FEDERATION EXPANDS PROGRAM. Tamberino says U.S. Soccer is considering a similar campaign. A major concern is that many teenage referees, on whom youth leagues depend greatly, quit because of sideline abuse.
"As you referee through the years and get better, you train yourself to hear less and less from the sidelines and you're not be bothered by some parent barking at you," says Mark Thompson, a Northern California referee for 30 years who started officiating at age 12 and has whistled youth, college and pro games. "But if you're 12, 13 or 14, it might bother you a lot. And I would say that in 90 percent of youth games you hear at least some negative shouting from parents."
U.S. Soccer's Referee Program oversees refereeing education at all levels and has recently expanded the department. One of its innovations is a "Referee Week in Review" feature on ussoccer.com in which Hall assesses major refereeing decisions accompanied by video.
"We have increased sharply the resources behind our referee program in the last two years," says U.S. Soccer President Sunil Gulati. "First by adding full-time officials - we're one of only a handful of countries that have made this move - and more recently by reorganizing our referee department.

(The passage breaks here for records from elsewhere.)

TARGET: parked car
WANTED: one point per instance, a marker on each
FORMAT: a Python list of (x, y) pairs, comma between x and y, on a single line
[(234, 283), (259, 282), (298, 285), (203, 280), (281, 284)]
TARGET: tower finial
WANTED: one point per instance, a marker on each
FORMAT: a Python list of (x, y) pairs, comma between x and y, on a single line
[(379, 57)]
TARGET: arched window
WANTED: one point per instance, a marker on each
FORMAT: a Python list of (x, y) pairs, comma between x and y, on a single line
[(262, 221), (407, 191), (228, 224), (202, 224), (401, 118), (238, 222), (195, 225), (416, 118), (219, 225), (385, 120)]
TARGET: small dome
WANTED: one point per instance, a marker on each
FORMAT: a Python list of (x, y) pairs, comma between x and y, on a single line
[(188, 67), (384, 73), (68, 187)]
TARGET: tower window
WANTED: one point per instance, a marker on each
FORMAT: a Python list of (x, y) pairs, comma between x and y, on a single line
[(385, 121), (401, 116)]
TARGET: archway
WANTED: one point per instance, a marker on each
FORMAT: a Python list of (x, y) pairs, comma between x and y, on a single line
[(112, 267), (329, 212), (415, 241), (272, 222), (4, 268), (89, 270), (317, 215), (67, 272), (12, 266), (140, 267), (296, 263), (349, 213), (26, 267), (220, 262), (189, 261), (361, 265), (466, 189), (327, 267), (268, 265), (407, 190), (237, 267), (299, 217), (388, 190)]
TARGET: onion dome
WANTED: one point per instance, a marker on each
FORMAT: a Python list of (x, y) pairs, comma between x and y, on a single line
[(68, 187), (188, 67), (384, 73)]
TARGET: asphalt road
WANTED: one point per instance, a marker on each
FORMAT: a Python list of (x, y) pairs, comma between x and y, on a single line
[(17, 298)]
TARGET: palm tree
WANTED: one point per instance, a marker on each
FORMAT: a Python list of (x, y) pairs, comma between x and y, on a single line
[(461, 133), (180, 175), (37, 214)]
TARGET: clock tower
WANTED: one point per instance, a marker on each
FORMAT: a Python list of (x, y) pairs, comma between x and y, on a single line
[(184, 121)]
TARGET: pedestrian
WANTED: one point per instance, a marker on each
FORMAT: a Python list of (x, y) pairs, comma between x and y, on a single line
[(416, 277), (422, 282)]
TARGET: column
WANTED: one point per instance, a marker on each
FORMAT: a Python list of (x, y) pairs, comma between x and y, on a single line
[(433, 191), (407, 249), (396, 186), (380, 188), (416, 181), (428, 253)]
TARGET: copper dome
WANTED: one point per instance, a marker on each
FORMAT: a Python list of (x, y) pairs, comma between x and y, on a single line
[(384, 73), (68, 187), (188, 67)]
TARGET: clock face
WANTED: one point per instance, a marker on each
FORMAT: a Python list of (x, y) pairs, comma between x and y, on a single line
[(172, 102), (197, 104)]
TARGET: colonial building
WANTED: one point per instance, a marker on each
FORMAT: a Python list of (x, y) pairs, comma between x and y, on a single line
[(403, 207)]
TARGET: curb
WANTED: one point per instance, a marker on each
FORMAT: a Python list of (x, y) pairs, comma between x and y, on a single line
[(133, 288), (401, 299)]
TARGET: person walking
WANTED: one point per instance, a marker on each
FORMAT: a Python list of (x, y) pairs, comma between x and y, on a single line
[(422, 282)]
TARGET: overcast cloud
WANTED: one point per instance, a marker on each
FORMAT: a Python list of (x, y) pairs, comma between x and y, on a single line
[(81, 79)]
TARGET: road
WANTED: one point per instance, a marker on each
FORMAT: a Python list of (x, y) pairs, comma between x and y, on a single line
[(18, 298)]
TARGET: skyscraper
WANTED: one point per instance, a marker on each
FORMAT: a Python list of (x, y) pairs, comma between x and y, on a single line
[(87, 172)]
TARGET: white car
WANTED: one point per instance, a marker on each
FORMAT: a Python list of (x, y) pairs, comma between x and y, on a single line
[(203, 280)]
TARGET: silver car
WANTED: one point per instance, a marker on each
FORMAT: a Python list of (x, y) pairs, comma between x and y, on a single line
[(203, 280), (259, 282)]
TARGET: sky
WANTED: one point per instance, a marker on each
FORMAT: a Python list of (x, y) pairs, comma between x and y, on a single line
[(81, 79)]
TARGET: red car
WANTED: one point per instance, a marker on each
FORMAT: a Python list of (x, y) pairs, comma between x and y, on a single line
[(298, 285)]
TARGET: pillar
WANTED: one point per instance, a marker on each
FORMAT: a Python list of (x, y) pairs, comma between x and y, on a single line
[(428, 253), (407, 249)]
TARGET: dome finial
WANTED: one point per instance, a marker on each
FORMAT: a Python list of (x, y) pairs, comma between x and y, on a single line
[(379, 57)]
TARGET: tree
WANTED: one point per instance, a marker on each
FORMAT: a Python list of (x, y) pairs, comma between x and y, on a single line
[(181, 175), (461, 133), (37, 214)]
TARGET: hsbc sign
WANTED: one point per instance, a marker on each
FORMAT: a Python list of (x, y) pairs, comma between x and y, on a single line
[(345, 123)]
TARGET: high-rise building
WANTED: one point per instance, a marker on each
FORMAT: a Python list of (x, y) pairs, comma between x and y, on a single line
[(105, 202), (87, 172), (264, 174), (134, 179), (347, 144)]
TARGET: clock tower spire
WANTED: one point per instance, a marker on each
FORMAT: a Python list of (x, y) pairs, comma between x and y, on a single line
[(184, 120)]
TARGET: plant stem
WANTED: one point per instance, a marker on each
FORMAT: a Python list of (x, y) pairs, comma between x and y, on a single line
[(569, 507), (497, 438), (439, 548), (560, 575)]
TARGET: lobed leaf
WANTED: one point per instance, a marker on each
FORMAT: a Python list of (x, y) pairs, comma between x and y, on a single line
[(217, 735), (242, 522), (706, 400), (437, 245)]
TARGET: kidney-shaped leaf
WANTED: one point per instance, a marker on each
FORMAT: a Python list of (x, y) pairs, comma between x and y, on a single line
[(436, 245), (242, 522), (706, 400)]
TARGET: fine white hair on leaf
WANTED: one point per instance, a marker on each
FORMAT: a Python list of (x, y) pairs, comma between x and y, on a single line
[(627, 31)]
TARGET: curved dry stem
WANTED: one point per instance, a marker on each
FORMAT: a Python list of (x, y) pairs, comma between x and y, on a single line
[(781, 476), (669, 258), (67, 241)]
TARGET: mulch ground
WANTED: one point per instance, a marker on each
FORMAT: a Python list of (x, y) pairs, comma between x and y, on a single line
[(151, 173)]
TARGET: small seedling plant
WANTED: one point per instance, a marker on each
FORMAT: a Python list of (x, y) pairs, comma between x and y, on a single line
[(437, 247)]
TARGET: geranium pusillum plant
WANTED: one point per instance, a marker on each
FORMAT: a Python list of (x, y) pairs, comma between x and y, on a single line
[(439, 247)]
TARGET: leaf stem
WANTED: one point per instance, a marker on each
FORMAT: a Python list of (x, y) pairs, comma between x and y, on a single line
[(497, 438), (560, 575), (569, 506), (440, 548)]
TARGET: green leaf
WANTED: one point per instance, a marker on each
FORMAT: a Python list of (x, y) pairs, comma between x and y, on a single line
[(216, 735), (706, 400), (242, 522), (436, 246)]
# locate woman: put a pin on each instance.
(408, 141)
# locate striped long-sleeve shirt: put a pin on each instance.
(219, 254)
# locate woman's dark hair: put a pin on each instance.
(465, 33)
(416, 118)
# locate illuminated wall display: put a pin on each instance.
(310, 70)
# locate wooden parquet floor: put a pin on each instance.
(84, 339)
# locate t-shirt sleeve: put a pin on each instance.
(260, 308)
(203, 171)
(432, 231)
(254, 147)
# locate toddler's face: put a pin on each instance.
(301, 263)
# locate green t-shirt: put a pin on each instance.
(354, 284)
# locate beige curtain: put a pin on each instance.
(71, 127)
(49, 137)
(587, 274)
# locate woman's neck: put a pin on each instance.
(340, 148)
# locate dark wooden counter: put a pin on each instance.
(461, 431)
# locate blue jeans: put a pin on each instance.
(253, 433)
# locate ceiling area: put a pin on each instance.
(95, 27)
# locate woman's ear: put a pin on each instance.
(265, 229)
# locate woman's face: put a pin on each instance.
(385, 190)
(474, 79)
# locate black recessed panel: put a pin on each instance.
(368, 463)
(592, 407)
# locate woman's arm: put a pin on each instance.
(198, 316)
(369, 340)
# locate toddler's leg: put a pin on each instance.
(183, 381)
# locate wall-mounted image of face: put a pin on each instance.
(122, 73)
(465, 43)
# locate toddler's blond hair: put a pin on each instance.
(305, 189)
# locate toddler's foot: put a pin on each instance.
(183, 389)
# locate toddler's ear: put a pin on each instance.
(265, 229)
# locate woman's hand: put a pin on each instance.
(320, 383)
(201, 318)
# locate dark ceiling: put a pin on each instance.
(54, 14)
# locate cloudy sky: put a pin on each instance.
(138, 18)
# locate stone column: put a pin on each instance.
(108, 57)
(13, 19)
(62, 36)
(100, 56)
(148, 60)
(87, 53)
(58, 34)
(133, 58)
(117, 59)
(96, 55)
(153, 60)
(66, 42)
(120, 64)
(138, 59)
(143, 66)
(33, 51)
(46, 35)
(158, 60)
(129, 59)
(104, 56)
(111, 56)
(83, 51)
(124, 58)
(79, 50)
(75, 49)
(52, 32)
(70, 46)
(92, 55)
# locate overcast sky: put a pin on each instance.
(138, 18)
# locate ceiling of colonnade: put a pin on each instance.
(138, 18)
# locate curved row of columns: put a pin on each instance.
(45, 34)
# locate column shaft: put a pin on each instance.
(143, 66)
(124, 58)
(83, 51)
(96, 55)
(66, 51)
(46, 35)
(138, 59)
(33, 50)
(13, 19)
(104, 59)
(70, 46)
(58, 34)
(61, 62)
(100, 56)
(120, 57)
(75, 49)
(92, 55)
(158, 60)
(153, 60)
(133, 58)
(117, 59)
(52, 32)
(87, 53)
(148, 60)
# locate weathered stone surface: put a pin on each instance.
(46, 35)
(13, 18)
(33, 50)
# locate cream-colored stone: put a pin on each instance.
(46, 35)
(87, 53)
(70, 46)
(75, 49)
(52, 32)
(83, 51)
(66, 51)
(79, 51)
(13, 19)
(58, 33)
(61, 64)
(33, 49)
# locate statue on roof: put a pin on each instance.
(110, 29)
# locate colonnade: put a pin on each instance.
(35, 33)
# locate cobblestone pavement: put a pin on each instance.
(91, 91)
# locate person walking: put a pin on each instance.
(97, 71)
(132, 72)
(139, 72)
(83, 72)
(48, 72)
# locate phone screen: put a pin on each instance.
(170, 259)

Adding two highly respected former officials, Paul Tamberino and Brian Hall, has been a huge plus.
"Over the next year or two, we will continue these efforts at the top level and also initiate additional programs at developmental and grassroots levels."
Improving refereeing through education and by expanding the pool of refs is obviously crucial for American soccer. Changing the attitude of parents and coaches on the sidelines of youth games is an even bigger challenge.